Köln – Patienten und Ärzte brauchen eine eigenständige Nutzenbewertung von Medikamenten, um gute Entscheidungen treffen zu können.
Wenn ein neues Arzneimittel auf den Markt kommt, erfüllt es Mindeststandards zu Sicherheit und Wirksamkeit. Welchen Wert es für Patientinnen und Patienten wirklich hat und welches Mittel das Beste ist, muss dann aber meist erst noch in einer Nutzenbewertung geklärt werden.
Die Zulassung neuer Arzneimittel ist ein Kompromiss: Auf der einen Seite sollen Patientinnen und Patienten möglichst sichere und wirksame Medikamente erhalten. Auf der anderen Seite soll das Verfahren aber nicht zu lange dauern, damit wichtige neue Medikamente schnell zur Verfügung stehen. Zulassungsbehörden konzentrieren sich deshalb häufig auf medizinisch-pharmakologische Fragestellungen. So mussten zum Beispiel alle in Deutschland zur Behandlung von hohem Blutdruck zugelassenen Wirkstoffe nachweisen, dass sie den Blutdruck wirksam senken können und dass keine Sicherheitsprobleme bestehen.
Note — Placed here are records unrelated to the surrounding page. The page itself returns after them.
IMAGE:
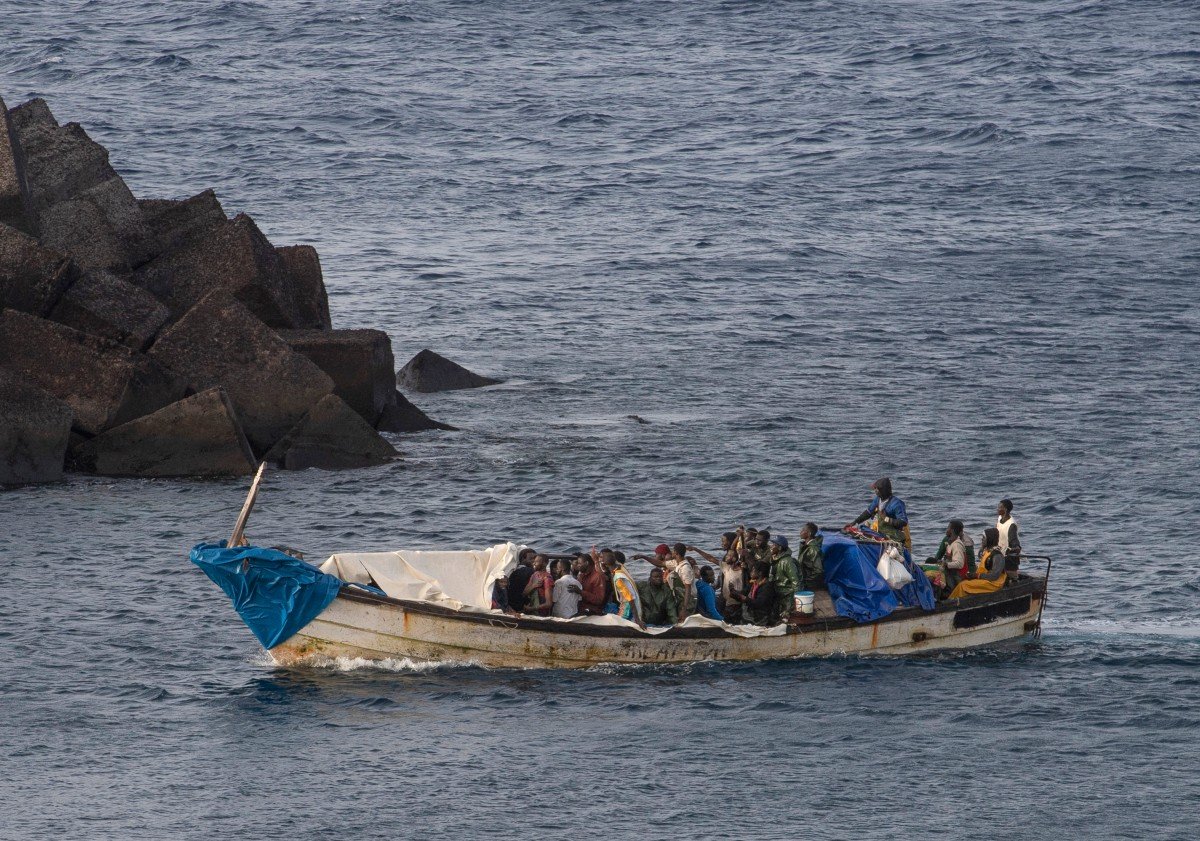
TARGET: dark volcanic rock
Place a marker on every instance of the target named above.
(107, 305)
(81, 205)
(199, 436)
(403, 416)
(429, 371)
(333, 437)
(31, 277)
(34, 432)
(173, 222)
(231, 257)
(359, 362)
(306, 284)
(220, 342)
(105, 383)
(13, 206)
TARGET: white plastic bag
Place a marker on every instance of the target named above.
(893, 570)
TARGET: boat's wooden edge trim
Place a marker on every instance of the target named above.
(1027, 586)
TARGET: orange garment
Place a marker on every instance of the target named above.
(977, 586)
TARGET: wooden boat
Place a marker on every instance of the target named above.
(359, 624)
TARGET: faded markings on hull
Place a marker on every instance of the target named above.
(355, 630)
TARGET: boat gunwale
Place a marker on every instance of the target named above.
(1029, 586)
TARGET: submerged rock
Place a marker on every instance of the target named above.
(430, 372)
(359, 362)
(402, 416)
(34, 432)
(105, 383)
(331, 437)
(198, 436)
(220, 342)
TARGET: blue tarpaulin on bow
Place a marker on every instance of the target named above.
(274, 593)
(858, 590)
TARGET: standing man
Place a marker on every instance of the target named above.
(1009, 544)
(783, 576)
(891, 517)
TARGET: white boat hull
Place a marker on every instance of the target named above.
(358, 626)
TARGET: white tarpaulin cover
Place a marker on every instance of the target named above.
(462, 581)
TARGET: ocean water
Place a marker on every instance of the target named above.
(811, 244)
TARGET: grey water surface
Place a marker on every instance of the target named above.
(811, 244)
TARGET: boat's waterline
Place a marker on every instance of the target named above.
(358, 628)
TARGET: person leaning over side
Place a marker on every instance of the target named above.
(783, 576)
(990, 576)
(658, 600)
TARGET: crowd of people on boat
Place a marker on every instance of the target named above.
(754, 580)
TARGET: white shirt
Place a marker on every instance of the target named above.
(567, 604)
(1005, 532)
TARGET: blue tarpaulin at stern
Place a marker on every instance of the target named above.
(274, 593)
(859, 592)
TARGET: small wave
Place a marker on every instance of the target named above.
(390, 665)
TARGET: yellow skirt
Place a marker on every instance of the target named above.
(977, 586)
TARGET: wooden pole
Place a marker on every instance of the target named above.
(239, 538)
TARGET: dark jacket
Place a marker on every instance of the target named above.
(658, 604)
(811, 563)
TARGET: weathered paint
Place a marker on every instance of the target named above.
(387, 631)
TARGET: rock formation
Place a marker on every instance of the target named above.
(160, 337)
(429, 371)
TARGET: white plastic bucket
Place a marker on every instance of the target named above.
(804, 601)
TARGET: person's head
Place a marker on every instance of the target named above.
(990, 538)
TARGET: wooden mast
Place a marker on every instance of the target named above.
(238, 536)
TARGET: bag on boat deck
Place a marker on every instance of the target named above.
(893, 570)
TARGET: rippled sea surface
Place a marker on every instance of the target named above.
(811, 244)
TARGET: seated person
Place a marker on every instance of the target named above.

Wirksamkeit ist nicht gleich Nutzen
Patientinnen und Patienten, die dann gemeinsam mit ihren Ärzten vor der Wahl stehen, welches Arzneimittel sie nehmen sollen, hilft das aber nur begrenzt: Es reicht nicht zu wissen, dass der Blutdruck gesenkt wird, sondern man möchte wissen, was man gesundheitlich davon hat – wie gut ein Mittel also zum Beispiel Herzinfarkten oder Schlaganfällen vorbeugt, sagt Jürgen Windeler, Leiter des Instituts für Qualität und Wirtschaftlichkeit im Gesundheitswesen (IQWiG). Die Nutzenbewertung soll also gezielt Fragen beantworten, die für Patienten und Ärzte wichtig sind: Wird das Leben verlängert? Gibt es weniger Komplikationen und eine bessere Lebensqualität?
Weil diese Fragen bei der Zulassung häufig nicht geklärt sind, ist die eigenständige Nutzenbewertung für gesetzliche Krankenversicherte fest im Sozialgesetzbuch V verankert.
Nutzenbewertung schafft Wissen
Internationaler Standard der Nutzenbewertung ist auch, dass sich ein Arzneimittel einem fairen Vergleich mit anderen Therapien stellen muss. Dabei geht es also oft auch um den Zusatznutzen, den ein Mittel gegenüber anderen Arzneimitteln oder Behandlungsverfahren hat. Das Zulassungsverfahren ist eine unverzichtbare Voraussetzung, um Kranke vor unwirksamen oder gefährlichen Arzneimitteln zu schützen, sagt Jürgen Windeler: Aber ohne eine anschließende eigenständige Nutzenbewertung würde man Patienten und ihren Ärzten Wissen vorenthalten, das sie brauchen, um gute Entscheidungen zu treffen.